I will myself higher, far away, up to the heaven that awaits me with Ma and Pa and Warren, and for a time I am blessedly unaware, wrapped in gauzy delirium.
But I am not dead; I am walking, and Wolfe is still in my arms. A tugging, distant and weak, narrows the distance between the me who floats and the me who walks. The pull grows stronger, and I register the rope around my neck that tightens and releases as I stumble and straighten, my wooden legs marching along behind a paint pony, the spots on his rump like the blood that seeped through the cover on the Binghams’ wagon. There was so much blood. And screaming. Screaming, screaming, and then nothing.
It is silent now, and I have no idea how long I have been walking, wrapped in odd unconsciousness, seeing but not seeing, knowing but not knowing. I am suddenly sick, and the violence of my stomach’s upending catches me unaware. I fall to my knees, and the mush I ate for breakfast hours ago splashes over the clumps of grass, the longest strands tickling my cheeks as I bow above them, retching. Wolfe wails, and the rope at my throat tightens, and my vision swims. There’s a hand on my braid, and I am jerked up from my knees. The Indians are arguing among themselves, blades wielded, and Wolfe screams and screams. I turn his face into my chest to muffle his cries and tuck my spattered cheek against his, my lips at his tiny ear.

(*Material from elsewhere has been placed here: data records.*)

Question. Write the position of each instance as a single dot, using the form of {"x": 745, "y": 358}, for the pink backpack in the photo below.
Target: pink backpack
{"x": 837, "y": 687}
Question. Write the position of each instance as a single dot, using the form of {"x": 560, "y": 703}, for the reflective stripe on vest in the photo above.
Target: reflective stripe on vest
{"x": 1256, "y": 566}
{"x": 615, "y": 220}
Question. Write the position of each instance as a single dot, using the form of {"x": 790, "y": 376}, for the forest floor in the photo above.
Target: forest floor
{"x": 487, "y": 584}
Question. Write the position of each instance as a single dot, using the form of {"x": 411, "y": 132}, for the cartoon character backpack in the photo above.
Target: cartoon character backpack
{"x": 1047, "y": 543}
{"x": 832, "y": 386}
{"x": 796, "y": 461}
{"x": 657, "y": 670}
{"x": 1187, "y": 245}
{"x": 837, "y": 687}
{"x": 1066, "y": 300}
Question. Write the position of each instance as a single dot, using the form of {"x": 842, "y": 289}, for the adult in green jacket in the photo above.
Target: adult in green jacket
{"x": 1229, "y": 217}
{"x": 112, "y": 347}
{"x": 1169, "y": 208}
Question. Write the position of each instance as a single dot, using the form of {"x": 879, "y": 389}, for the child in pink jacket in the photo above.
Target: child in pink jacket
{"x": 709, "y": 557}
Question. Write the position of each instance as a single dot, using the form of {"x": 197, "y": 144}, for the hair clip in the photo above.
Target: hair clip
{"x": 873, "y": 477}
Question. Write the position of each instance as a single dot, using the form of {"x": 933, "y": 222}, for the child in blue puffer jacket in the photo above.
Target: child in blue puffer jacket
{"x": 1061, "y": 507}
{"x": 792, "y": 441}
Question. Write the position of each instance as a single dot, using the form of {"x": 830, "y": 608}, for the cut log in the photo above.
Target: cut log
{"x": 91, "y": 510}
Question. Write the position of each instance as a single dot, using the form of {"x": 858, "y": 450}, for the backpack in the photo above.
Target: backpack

“Be still, Wolfe,” I say, and my voice is a shock to both of us.
I don’t know why I am still alive. I don’t know why Wolfe is still alive, and my skin is suddenly raw and ready, prickled with the expectation of a blade against my brow. It doesn’t come, and I lift my eyes to the Indian nearest me, and he hisses and touches the tip of his blade below my right eye. I feel a pinch, and blood wells and trickles down my cheek, heavy and slow. His companions hoot, and Wolfe’s cries are drowned by their hollering. I leap to my feet and try to run, but the rope around my neck yanks me back, and I fall into my own vomit.
The man who cut me climbs back on his horse. And we move again. Now it is only my fear that floats above me, watching, and I’m left blessedly numb. No thoughts, no pain, my brother in my arms, and my life wafting up into the sky behind me with the smoke from our wagons.
MAY 1853
1
ST. JOSEPH, MISSOURI
JOHN
She is perched on a barrel in the middle of the wide street, a yellow-frocked flower in a white bonnet, studying the crush of people moving past. Everyone is in a hurry, covered in dust and dissatisfaction, but she sits primly, her back straight and her hands still, watching it all as if she has nowhere to go. Perhaps she’s been assigned to guard the contents of the barrel; though come to think of it, the barrel was in the street yesterday and the day before, and I’m certain it’s empty.
I have a new hat on my head and a new pair of boots on my feet, and I’m carrying a stack of cloth shirts and trousers to shove in my saddlebags along with the coffee, tobacco, and beads that will come in handy on the journey to Fort Kearny. Maybe it’s the cheerful color of her dress or her womanly form; maybe it’s simply the fact that she is so still while everyone else is in motion, but I halt, intrigued, shifting my package from one arm to the other as I look at her.
After a moment, her eyes settle on me, and I don’t look away. It isn’t insolence or arrogance that makes me stare, though my father always bristles at my flat gaze. I stare because self-preservation is easiest if you know exactly who and what you are dealing with.